A number of strategies have been identified to aid the prevention and response to elder mistreatment. They range from interpersonal and community-based supports, to restorative and criminal justice remedies. Multidisciplinary teams represent another model of intervention developed to respond to the needs of older adults who have experienced abuse. Professional provider education and public awareness, as well, are established and growing efforts to bolster primary prevention. These models are addressed in greater detail below.
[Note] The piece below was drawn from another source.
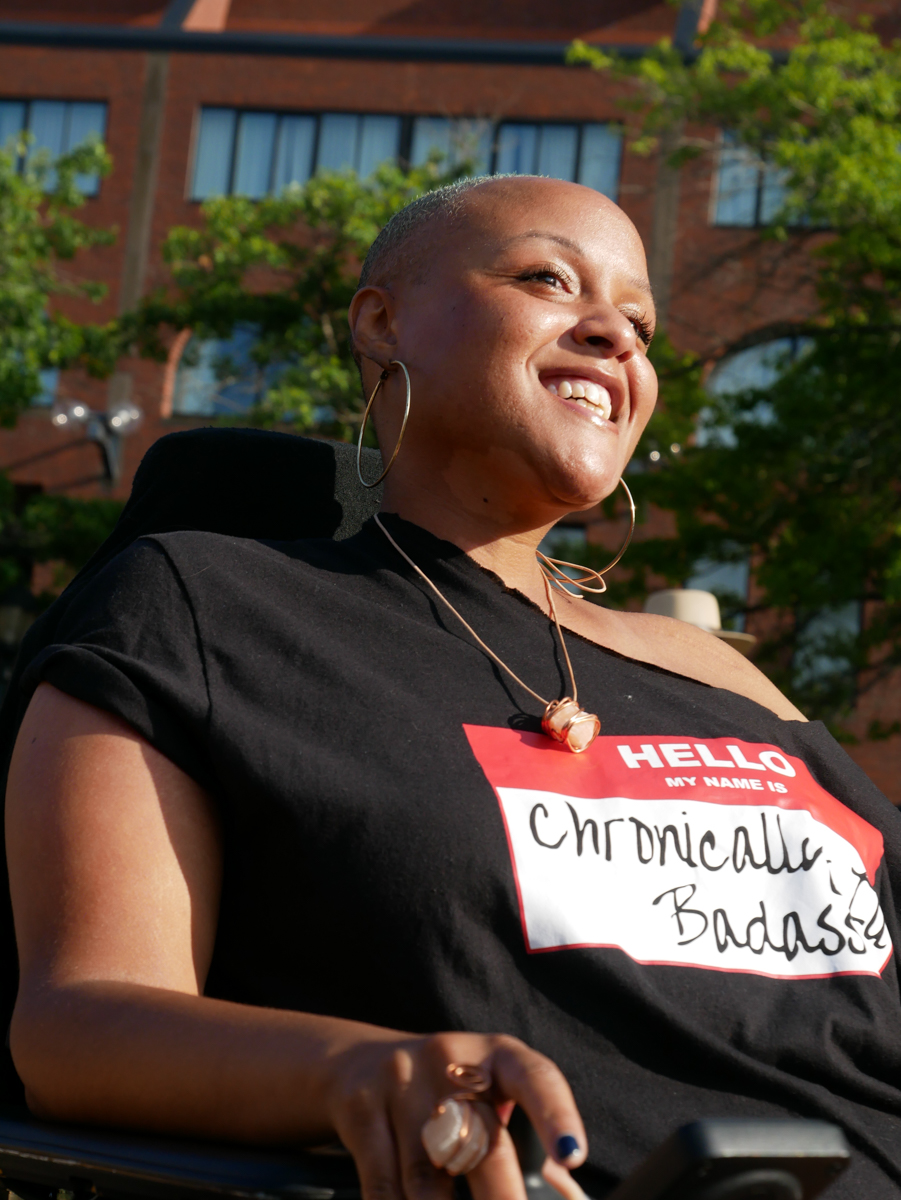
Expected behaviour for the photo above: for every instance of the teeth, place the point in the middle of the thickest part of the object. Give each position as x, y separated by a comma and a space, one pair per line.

Studies have recommended implementation of harm reduction response interventions that align with the older adult’s preferred case resolution. Goal attainment scaling has been proposed as an approach tailored to meet the older adult’s individual needs. Using this model, each older person determines their own desired outcome or goal from a stated intervention.[216] Another model suggests a severity framework to guide person-centered outcome measures. This construct shifts the focus from binary remedies to nuanced interventions which consider the complexity, variability, and spectrum of mistreatment. This person-centric approach is tailored to the victim’s circumstances, needs, presenting harm, risk of recurrence, and contextual considerations.[217]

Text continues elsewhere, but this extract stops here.